The Light Inside the Dark
The act of inner attention
The act of inner attention seems to create a medieval walled garden. It is hedged about with silence and stillness, but silence and stillness are not the heart of it. At the center is a fountain and we see that everything has arranged itself around the water playing in the sunlight: here is the source of the timelessness that is everywhere apparent. The more deeply we enter, the more the fountain soars above; awe and wonder claim us.
It asks that we learn how to live, to make a particular path and fullness out of the spirit's eternity and silence.
Enjoying the moment before the task is complete
To keep our feet on the ground is to find wholeness in our lives. We bring spirit down in the world of soul to be embodied, to work, to be of benefit. At the same times we go the other way, too, bringing world up toward spirit, ennobling the kitchen and the freeway. Integrity is active, a practice concerned with motion, connection, and struggle. It does not just go by the rules. In the great silence, integrity listens for the true course. This means that integrity is slow. It allows us to feel the anxiety of events developing, finding their shape; it does not rush through the time of growth, and enjoys the moment before the task is complete.

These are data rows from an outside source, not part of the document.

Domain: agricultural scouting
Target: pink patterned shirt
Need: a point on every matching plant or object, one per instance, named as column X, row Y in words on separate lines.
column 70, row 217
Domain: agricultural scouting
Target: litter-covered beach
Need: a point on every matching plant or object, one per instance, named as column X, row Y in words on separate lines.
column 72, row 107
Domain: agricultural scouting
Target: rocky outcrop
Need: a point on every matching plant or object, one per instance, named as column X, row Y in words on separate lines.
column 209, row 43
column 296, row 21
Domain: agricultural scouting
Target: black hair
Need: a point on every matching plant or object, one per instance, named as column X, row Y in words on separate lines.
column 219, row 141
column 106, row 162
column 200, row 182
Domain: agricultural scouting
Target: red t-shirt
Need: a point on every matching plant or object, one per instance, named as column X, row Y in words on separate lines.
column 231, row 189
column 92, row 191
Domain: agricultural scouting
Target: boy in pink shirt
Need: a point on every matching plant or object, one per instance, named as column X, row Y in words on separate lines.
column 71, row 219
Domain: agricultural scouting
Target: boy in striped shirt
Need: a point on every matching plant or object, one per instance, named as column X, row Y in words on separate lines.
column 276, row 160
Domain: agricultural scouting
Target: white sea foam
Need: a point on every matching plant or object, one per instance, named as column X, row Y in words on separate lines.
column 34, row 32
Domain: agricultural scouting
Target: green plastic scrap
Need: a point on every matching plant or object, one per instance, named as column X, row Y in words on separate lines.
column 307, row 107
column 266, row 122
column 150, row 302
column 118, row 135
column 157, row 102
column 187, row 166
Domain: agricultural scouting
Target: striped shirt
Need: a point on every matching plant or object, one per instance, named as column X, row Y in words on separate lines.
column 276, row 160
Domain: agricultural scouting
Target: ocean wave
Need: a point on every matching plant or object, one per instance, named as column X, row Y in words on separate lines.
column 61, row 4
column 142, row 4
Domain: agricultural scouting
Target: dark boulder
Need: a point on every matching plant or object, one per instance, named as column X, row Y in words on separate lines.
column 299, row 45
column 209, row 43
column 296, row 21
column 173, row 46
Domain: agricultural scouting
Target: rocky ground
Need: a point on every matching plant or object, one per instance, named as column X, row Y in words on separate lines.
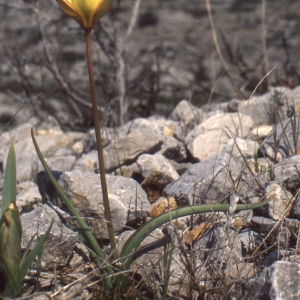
column 157, row 164
column 229, row 149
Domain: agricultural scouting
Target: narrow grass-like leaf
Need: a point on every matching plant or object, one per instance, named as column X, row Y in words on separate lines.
column 9, row 187
column 85, row 229
column 136, row 238
column 10, row 250
column 10, row 229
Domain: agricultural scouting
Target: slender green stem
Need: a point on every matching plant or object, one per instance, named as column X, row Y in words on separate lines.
column 99, row 144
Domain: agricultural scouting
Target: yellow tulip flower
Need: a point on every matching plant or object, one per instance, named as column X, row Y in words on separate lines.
column 86, row 12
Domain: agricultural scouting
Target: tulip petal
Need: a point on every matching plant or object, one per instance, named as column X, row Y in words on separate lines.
column 86, row 12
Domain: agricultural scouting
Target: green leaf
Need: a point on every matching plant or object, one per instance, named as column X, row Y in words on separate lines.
column 92, row 242
column 10, row 182
column 136, row 238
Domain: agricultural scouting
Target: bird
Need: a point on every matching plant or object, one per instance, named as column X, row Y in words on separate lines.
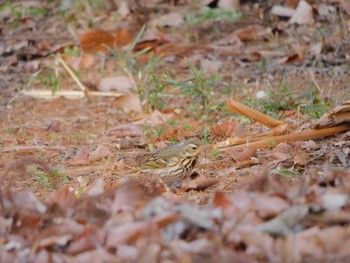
column 174, row 162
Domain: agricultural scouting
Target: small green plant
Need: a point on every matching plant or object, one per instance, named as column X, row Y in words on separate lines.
column 277, row 101
column 150, row 86
column 213, row 14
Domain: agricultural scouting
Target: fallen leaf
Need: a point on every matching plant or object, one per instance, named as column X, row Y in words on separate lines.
column 225, row 130
column 316, row 49
column 334, row 117
column 155, row 118
column 100, row 152
column 174, row 19
column 301, row 158
column 63, row 197
column 254, row 32
column 128, row 103
column 283, row 11
column 26, row 200
column 283, row 224
column 244, row 155
column 126, row 130
column 200, row 182
column 303, row 14
column 326, row 12
column 96, row 188
column 229, row 4
column 96, row 40
column 121, row 84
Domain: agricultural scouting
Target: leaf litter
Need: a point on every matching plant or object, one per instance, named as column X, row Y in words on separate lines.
column 271, row 191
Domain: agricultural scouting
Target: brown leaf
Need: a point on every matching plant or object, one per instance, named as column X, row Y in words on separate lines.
column 301, row 158
column 335, row 117
column 283, row 224
column 128, row 103
column 244, row 155
column 155, row 118
column 303, row 14
column 96, row 188
column 126, row 130
column 254, row 32
column 96, row 40
column 100, row 152
column 126, row 233
column 200, row 182
column 221, row 200
column 64, row 197
column 28, row 200
column 226, row 129
column 81, row 158
column 121, row 84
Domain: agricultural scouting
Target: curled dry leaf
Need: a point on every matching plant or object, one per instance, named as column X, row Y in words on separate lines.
column 283, row 11
column 126, row 130
column 335, row 117
column 174, row 19
column 96, row 40
column 26, row 200
column 100, row 152
column 244, row 155
column 81, row 158
column 254, row 32
column 247, row 163
column 64, row 197
column 301, row 158
column 128, row 103
column 155, row 118
column 229, row 4
column 283, row 225
column 88, row 155
column 96, row 188
column 201, row 182
column 225, row 130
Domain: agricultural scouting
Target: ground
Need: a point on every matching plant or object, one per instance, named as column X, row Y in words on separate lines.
column 76, row 152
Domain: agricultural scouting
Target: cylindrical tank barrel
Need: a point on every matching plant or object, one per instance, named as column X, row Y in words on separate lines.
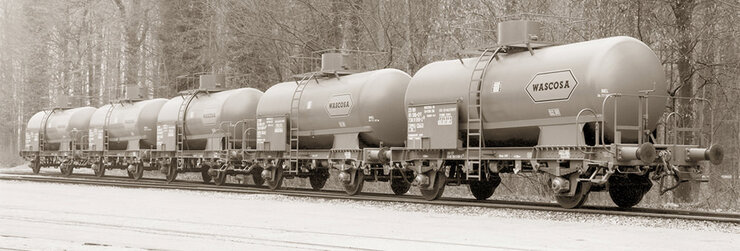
column 521, row 91
column 130, row 122
column 209, row 116
column 62, row 127
column 368, row 103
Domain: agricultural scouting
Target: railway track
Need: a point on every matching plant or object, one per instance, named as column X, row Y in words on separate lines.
column 460, row 202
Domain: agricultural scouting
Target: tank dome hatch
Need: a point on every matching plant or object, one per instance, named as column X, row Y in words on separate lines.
column 133, row 93
column 212, row 82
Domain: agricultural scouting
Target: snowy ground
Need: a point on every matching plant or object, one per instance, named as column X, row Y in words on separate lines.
column 56, row 216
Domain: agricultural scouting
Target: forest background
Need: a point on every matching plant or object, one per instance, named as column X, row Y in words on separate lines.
column 87, row 50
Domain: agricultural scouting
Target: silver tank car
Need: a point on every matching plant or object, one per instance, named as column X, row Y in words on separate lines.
column 62, row 126
column 362, row 109
column 523, row 94
column 131, row 126
column 208, row 118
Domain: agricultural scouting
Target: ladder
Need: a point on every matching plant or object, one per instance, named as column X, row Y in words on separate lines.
column 474, row 134
column 180, row 124
column 295, row 104
column 106, row 124
column 42, row 130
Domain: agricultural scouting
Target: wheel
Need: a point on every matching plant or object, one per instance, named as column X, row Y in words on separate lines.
column 98, row 169
column 483, row 189
column 277, row 178
column 576, row 200
column 138, row 171
column 204, row 174
column 356, row 187
column 171, row 171
column 318, row 179
column 400, row 186
column 627, row 190
column 66, row 169
column 435, row 192
column 36, row 165
column 257, row 177
column 220, row 178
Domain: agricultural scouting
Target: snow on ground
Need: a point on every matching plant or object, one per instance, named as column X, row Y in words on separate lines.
column 58, row 216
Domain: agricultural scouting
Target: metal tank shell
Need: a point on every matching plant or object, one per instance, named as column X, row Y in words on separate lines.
column 522, row 92
column 369, row 104
column 61, row 127
column 208, row 117
column 131, row 126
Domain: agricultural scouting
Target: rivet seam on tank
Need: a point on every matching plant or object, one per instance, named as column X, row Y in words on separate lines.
column 551, row 86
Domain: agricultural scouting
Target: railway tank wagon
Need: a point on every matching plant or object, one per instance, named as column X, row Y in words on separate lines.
column 123, row 135
column 326, row 120
column 56, row 138
column 583, row 113
column 208, row 129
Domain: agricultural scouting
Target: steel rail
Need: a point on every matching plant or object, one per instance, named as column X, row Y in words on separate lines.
column 337, row 195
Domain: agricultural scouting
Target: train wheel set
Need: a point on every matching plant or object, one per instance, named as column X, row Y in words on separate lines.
column 584, row 114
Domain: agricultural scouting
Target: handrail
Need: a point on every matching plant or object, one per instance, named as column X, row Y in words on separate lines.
column 578, row 123
column 690, row 99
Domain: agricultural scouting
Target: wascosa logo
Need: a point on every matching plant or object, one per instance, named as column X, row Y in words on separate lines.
column 339, row 105
column 552, row 86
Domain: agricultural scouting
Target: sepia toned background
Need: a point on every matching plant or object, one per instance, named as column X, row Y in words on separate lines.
column 88, row 49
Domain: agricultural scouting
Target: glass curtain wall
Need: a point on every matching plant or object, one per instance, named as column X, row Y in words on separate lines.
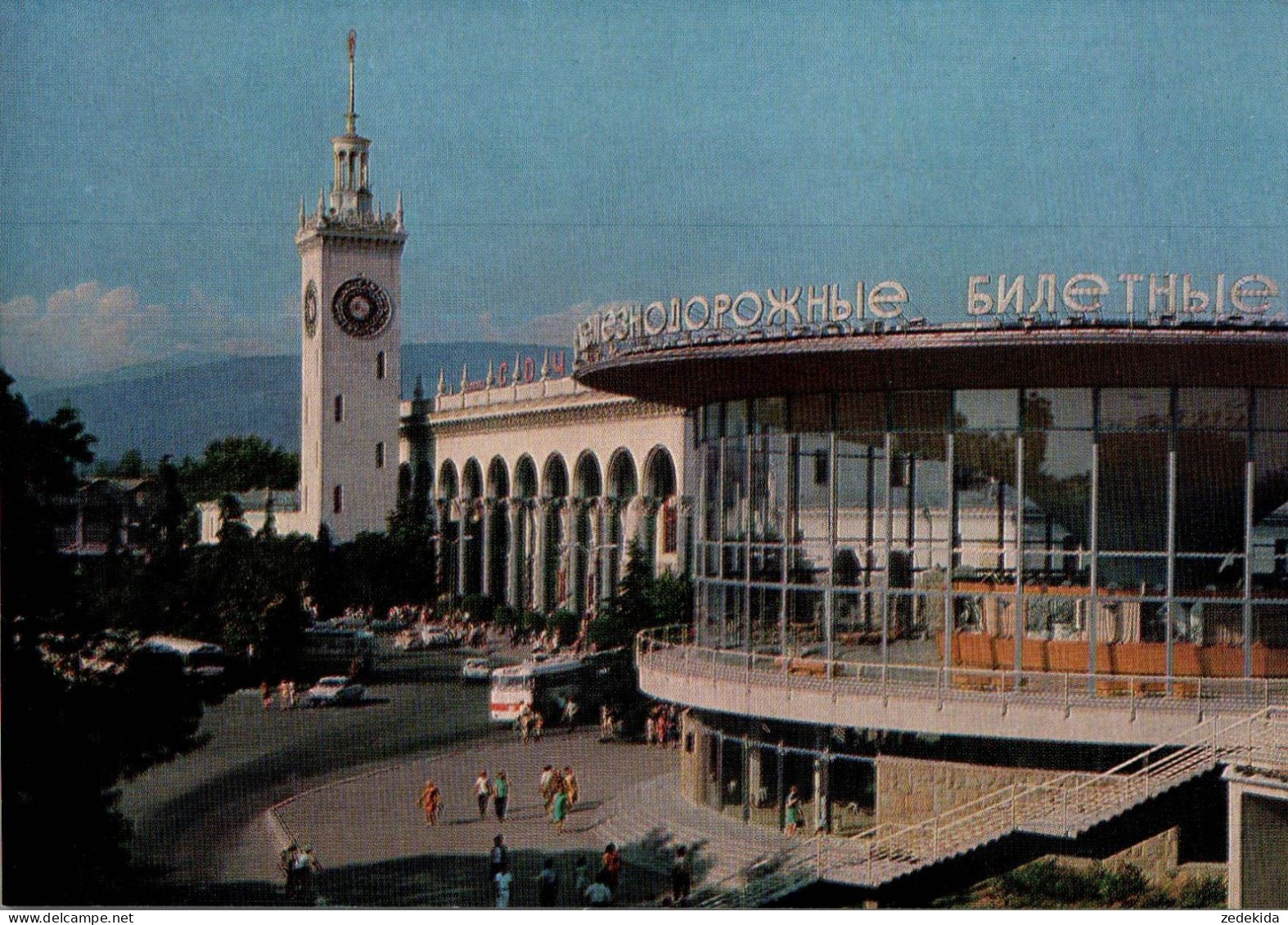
column 1113, row 532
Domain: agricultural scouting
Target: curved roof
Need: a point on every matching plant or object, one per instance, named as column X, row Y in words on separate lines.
column 693, row 373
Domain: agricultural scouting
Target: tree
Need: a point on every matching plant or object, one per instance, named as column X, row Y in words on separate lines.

Meditation is a fasting of the heart
MEDITATION does not itself accomplish the tasks of life but provides spaciousness, bringing the great background near, so that whatever we do, rising in the quiet, has force and beauty. In meditation, we take time, sit down, watch, while the silence accumulates -- which is how the spirit gathers to a vessel the soul has prepared ... then, spiritual silence can appear in the midst of any concentrated activity. Meditation is a fasting of the heart in which, for a time, we do not go with our wanting and fear. We cease to attach so strongly to the things of our lives. When the heart fasts and we don't pursue the world, the world begins to come to us.
As I watched the hills began to sing
I remember as a boy standing at the side of a gorge watching the swift, shallow water and a girl standing in it up to her knees. Everything was settled and at peace in the sunlight. As I watched the hills began to sing -- I could hear them as an indistinct choir. Then they began to shimmer and dance. It seemed clear that we were linked -- hills and humans -- in a deep, objective way. And this connection made life true, and my usual fears irrelevant.